A blog about dog training and dog breeding…and other sundry matters

Some years ago, when I was new to owning dogs and just starting out as a trainer, I read some very sage advice from a book authored by a well-known trainer.  It said that exercise was perhaps one of the most important things that could help a dog with behavioral issues.

Yesterday Gretchen turned over her aluminum water bucket, flooded out the living room in the process, and proceeded to chew the bucket.   Dogs don’t like metal of any kind in their mouths, and that’s why it’s so hard to teach a dog to retrieve with a metal object.  The fact that Gretchen was chewing her bucket, told me that something was wrong.

Then this morning she barked non-stop while in her crate for no reason, and when I let her out, she ran around the house, jumped on people, crashed into furniture and knocked over the other dogs.  It was as if the neurons in the dog’s brain were firing randomly and in quick succession.

“That dog is possessed!”  Someone commented to me in a tone of disgust.

No, Gretchen wasn’t possessed, nor was she a bad dog.  She was bored, plain and simple.

I took her out for a one-hour walk this evening, and from she enthusiastically jumped out of the car, I could tell that she was so happy to be out of the house.  She sniffed around, then was happy to walk close to me, not exactly loose-leash walking, but not exactly pulling, either.  I didn’t mind; I just wanted this dog to get exercise and have fun in the process.

I brought along a bag of treats and a clicker just in case I decided to do a bit of training with her.  In the past she has not functioned very well in public because she gets so overwhelmed with stimuli.  Tonight she kept checking in with me, and interacting with me, springing into the air with glee when I praised her.  I figured that I’d be able to do training.

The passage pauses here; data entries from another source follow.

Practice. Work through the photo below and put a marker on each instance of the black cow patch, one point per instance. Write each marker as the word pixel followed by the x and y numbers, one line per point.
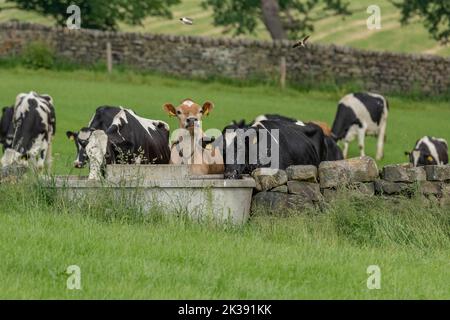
pixel 345 118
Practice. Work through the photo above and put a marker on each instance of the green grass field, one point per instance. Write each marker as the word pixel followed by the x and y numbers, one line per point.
pixel 352 31
pixel 123 254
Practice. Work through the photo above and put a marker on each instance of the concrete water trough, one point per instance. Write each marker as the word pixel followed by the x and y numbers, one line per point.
pixel 169 187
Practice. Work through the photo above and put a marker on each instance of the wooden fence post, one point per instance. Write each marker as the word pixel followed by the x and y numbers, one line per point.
pixel 109 56
pixel 283 72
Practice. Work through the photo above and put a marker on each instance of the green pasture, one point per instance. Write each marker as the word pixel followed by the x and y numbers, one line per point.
pixel 78 94
pixel 351 31
pixel 124 253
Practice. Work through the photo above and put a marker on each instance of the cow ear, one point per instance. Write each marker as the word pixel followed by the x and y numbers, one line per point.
pixel 170 109
pixel 71 135
pixel 47 98
pixel 207 107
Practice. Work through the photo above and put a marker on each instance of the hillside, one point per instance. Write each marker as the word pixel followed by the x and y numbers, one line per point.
pixel 352 31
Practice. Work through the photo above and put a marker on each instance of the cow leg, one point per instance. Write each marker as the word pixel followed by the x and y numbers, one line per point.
pixel 361 137
pixel 48 156
pixel 345 151
pixel 381 140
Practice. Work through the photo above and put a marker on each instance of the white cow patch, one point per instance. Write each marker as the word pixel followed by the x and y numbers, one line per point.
pixel 188 103
pixel 96 151
pixel 361 113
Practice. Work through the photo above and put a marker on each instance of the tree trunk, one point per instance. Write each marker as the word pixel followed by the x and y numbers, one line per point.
pixel 271 18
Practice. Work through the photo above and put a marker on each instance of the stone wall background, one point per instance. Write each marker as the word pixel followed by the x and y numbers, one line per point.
pixel 301 187
pixel 191 56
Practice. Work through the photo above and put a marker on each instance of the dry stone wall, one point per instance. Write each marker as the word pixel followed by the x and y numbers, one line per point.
pixel 302 187
pixel 191 56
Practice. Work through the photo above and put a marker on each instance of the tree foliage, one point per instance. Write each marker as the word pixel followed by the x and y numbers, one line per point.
pixel 434 13
pixel 100 14
pixel 295 16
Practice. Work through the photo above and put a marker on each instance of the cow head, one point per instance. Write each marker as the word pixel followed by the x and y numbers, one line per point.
pixel 6 127
pixel 189 113
pixel 81 139
pixel 239 149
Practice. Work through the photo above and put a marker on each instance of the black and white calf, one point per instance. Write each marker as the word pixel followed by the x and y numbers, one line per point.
pixel 6 127
pixel 130 139
pixel 271 143
pixel 429 151
pixel 360 115
pixel 101 120
pixel 34 125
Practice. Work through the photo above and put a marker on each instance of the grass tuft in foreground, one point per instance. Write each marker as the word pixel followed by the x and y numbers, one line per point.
pixel 125 252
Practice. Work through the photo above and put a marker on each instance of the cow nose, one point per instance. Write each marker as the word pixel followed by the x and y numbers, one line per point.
pixel 191 121
pixel 78 164
pixel 231 175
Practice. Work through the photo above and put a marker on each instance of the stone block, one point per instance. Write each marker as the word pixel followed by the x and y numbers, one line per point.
pixel 282 189
pixel 429 188
pixel 438 173
pixel 309 190
pixel 393 188
pixel 403 173
pixel 364 188
pixel 341 173
pixel 302 173
pixel 267 178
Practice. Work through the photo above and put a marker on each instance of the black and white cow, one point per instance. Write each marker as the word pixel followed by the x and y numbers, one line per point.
pixel 253 147
pixel 6 127
pixel 334 153
pixel 358 115
pixel 130 139
pixel 429 151
pixel 34 123
pixel 101 120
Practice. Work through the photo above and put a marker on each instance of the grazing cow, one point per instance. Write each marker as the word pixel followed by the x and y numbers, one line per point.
pixel 189 145
pixel 130 139
pixel 101 120
pixel 333 151
pixel 34 124
pixel 6 127
pixel 271 143
pixel 358 115
pixel 429 151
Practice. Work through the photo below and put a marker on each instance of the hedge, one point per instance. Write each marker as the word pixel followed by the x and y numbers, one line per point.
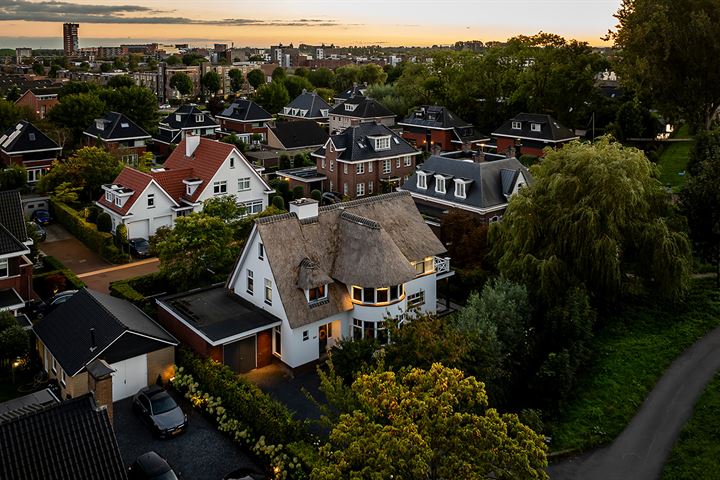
pixel 99 242
pixel 244 400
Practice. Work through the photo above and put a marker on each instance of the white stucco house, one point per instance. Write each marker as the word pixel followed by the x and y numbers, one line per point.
pixel 198 169
pixel 312 276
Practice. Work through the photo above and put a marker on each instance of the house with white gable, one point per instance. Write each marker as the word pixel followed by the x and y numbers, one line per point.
pixel 310 277
pixel 198 169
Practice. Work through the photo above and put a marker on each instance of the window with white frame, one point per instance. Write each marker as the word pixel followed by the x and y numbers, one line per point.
pixel 220 188
pixel 253 208
pixel 250 282
pixel 243 184
pixel 422 180
pixel 268 291
pixel 416 300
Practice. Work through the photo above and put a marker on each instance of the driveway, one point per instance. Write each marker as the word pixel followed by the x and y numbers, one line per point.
pixel 201 453
pixel 640 452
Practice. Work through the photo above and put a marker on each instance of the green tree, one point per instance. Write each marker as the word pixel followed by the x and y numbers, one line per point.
pixel 272 96
pixel 667 51
pixel 118 81
pixel 256 77
pixel 210 82
pixel 595 214
pixel 182 83
pixel 427 424
pixel 89 168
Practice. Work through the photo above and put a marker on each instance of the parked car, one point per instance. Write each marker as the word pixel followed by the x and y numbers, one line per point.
pixel 39 231
pixel 151 466
pixel 41 216
pixel 160 411
pixel 139 247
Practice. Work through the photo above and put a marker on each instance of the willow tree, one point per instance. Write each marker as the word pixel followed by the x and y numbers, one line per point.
pixel 595 216
pixel 668 52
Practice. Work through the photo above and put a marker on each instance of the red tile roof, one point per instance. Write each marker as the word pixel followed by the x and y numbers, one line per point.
pixel 130 178
pixel 205 162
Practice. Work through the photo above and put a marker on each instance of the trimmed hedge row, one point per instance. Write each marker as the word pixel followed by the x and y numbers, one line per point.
pixel 244 400
pixel 99 242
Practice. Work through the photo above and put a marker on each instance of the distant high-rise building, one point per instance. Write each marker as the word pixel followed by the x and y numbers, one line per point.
pixel 70 39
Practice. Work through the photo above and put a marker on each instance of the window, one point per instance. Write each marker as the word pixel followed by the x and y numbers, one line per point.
pixel 250 282
pixel 268 291
pixel 243 184
pixel 416 300
pixel 422 180
pixel 278 340
pixel 253 208
pixel 220 188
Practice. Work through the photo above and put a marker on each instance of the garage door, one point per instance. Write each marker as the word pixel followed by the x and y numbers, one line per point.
pixel 158 222
pixel 139 229
pixel 129 377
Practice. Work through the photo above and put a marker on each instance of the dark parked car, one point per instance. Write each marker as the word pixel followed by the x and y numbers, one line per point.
pixel 151 466
pixel 139 247
pixel 160 411
pixel 41 216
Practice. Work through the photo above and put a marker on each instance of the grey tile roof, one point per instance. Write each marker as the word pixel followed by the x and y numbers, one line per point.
pixel 117 126
pixel 550 129
pixel 66 330
pixel 25 137
pixel 364 108
pixel 245 111
pixel 358 147
pixel 491 182
pixel 309 105
pixel 73 439
pixel 300 134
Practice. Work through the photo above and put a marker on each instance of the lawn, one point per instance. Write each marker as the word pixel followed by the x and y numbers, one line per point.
pixel 630 354
pixel 696 454
pixel 674 159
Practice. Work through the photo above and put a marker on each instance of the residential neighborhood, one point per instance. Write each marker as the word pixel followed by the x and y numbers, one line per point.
pixel 359 241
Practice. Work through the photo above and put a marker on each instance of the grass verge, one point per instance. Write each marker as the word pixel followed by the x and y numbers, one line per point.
pixel 674 159
pixel 696 454
pixel 630 354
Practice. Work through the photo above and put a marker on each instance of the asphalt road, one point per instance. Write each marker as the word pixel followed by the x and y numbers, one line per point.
pixel 640 452
pixel 200 453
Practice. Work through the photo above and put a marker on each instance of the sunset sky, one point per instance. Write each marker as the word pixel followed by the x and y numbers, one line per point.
pixel 38 23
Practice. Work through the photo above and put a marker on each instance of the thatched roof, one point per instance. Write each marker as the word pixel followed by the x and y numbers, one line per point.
pixel 369 242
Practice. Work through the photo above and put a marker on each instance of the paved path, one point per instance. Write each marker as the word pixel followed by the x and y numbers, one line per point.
pixel 640 452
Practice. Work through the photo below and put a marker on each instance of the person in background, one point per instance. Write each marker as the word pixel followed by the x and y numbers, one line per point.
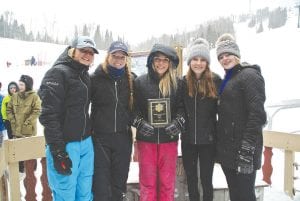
pixel 111 114
pixel 157 147
pixel 22 111
pixel 2 127
pixel 32 61
pixel 12 88
pixel 200 103
pixel 241 116
pixel 65 94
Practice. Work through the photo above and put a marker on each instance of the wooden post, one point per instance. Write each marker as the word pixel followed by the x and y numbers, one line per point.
pixel 289 158
pixel 14 183
pixel 3 189
pixel 267 166
pixel 30 180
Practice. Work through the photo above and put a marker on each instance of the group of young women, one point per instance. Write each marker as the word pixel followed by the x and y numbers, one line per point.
pixel 217 120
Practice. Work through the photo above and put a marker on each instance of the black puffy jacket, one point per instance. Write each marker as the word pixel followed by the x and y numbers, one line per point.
pixel 241 115
pixel 110 109
pixel 65 95
pixel 201 116
pixel 147 87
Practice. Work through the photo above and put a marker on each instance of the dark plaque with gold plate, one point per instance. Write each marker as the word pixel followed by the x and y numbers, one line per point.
pixel 159 113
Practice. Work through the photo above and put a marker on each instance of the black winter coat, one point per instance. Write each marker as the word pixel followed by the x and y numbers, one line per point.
pixel 241 115
pixel 201 116
pixel 65 95
pixel 147 87
pixel 110 99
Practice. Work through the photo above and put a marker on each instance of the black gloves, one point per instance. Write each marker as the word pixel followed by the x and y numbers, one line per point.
pixel 143 127
pixel 175 127
pixel 245 158
pixel 62 162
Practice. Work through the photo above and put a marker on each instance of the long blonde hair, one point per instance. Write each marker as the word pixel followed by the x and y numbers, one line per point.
pixel 204 87
pixel 168 81
pixel 129 77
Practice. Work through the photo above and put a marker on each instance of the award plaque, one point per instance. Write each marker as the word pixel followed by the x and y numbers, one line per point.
pixel 159 113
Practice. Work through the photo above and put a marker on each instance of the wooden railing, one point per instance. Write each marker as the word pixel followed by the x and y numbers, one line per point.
pixel 290 143
pixel 29 149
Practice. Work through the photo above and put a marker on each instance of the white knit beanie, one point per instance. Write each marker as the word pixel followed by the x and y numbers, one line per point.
pixel 227 44
pixel 198 48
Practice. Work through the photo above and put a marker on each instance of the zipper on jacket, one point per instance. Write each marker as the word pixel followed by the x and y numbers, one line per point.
pixel 195 113
pixel 87 96
pixel 116 90
pixel 158 127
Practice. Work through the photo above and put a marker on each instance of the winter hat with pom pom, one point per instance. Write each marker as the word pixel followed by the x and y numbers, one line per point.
pixel 227 44
pixel 198 48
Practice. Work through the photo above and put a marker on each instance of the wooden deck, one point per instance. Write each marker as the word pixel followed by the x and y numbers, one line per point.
pixel 181 194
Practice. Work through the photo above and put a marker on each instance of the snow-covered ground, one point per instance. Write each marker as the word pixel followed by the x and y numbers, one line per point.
pixel 276 51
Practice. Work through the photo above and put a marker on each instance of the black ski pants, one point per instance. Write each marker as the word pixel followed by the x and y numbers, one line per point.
pixel 205 154
pixel 111 165
pixel 241 186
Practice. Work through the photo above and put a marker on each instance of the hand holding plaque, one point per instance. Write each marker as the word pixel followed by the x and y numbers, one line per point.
pixel 159 113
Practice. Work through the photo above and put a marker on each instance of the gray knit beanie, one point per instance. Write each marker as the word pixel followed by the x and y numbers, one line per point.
pixel 227 44
pixel 198 48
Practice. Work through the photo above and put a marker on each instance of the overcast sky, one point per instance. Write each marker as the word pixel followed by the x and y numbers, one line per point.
pixel 136 20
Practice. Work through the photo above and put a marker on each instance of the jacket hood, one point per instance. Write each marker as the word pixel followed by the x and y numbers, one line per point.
pixel 65 59
pixel 12 83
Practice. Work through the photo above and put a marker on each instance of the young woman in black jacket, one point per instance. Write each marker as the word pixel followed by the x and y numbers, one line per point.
pixel 200 103
pixel 241 117
pixel 112 101
pixel 157 144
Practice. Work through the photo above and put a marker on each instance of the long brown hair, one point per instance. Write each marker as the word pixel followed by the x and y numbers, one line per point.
pixel 129 77
pixel 204 87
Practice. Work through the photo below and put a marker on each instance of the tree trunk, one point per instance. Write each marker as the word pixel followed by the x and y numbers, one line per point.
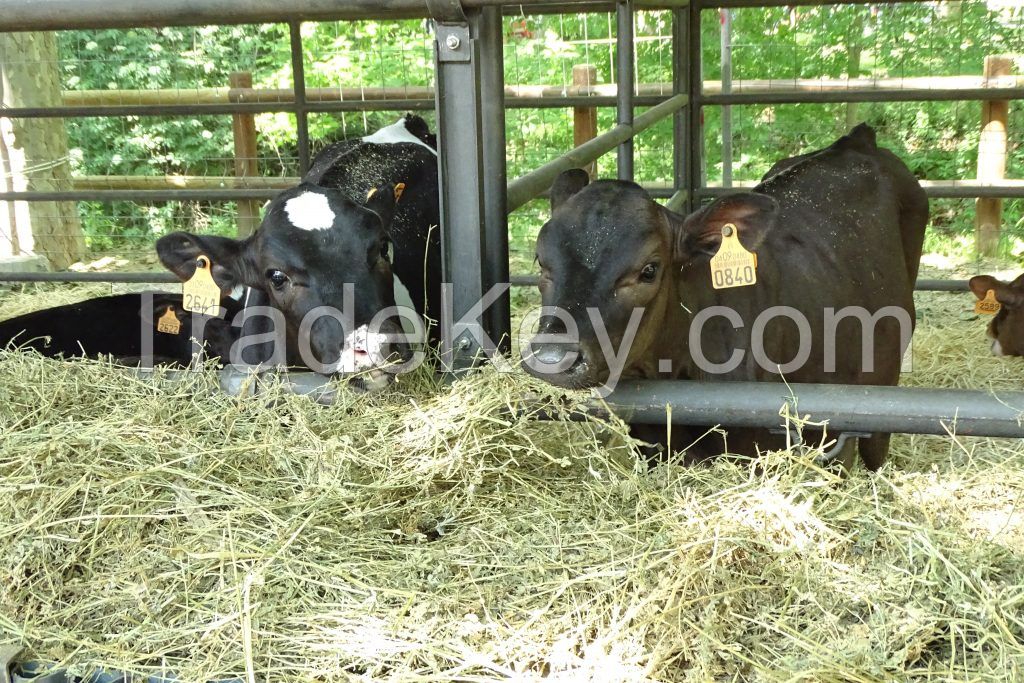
pixel 34 155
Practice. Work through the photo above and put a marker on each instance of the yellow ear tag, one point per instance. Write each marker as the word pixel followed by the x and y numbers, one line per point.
pixel 988 305
pixel 168 323
pixel 732 265
pixel 201 294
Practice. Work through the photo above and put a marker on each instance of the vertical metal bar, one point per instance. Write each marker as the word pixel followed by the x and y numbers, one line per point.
pixel 694 83
pixel 726 47
pixel 625 82
pixel 299 85
pixel 679 119
pixel 497 317
pixel 461 163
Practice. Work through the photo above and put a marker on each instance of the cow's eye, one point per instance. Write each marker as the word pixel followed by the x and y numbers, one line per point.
pixel 278 279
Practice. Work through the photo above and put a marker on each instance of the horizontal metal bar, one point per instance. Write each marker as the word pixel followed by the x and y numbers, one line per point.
pixel 141 195
pixel 1010 189
pixel 527 186
pixel 934 189
pixel 846 408
pixel 714 4
pixel 205 109
pixel 70 276
pixel 163 276
pixel 870 409
pixel 66 14
pixel 860 95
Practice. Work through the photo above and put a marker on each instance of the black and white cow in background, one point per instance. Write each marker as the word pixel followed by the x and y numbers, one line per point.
pixel 839 227
pixel 345 224
pixel 134 329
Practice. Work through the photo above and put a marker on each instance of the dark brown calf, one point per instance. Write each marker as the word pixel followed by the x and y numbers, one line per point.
pixel 838 236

Gretchen gobbled up a tasty bit of treat which I offered, so I asked for a sit.  She complied.  We walked a bit, and a man came walking in our direction.  Gretchen reacts to people and other animals, but I kept walking briskly with her, and switched directions with her so that she wouldn’t be walking head on towards the man.  She didn’t even bark.

We ran for a bit, then we walked, then we did a series of sits and downs, but no stays.  We did a bit of heeling.  The little dog just exuded sheer joy.

Many times boredom in dogs manifests itself as digging in the garden, chewing furniture/shoes, dragging clothes off the line, or excessive barking (for no apparent reason).  The dog is not a bad dog.  It needs behavior modification, but it also needs exercise.  Sometimes just exercising the dog until it’s really tired and often will work wonders for the animal.

Now we’re home, and Gretchen’s  zonked out in her crate.

A tired dog is a well-behaved dog, indeed.


Comments on: "A Tired Dog is a Well-Behaved Dog–Tips for Solving Behavioral Issues" (2)

  1. Boy does that sound familiar! :))
    That is my favorite saying as well, and has helped keep my three in happy states of mind :))

  2. Karlene Craig said:

    oh so true, i have had a frustrating time with 2 dogs i was training for someone who simply could not understand that I could not work miracles if they did not exercise the dogs regularly. i suggested to them that they put themselves in the dogs position in a kennel all day and then let out at night with nothing to do.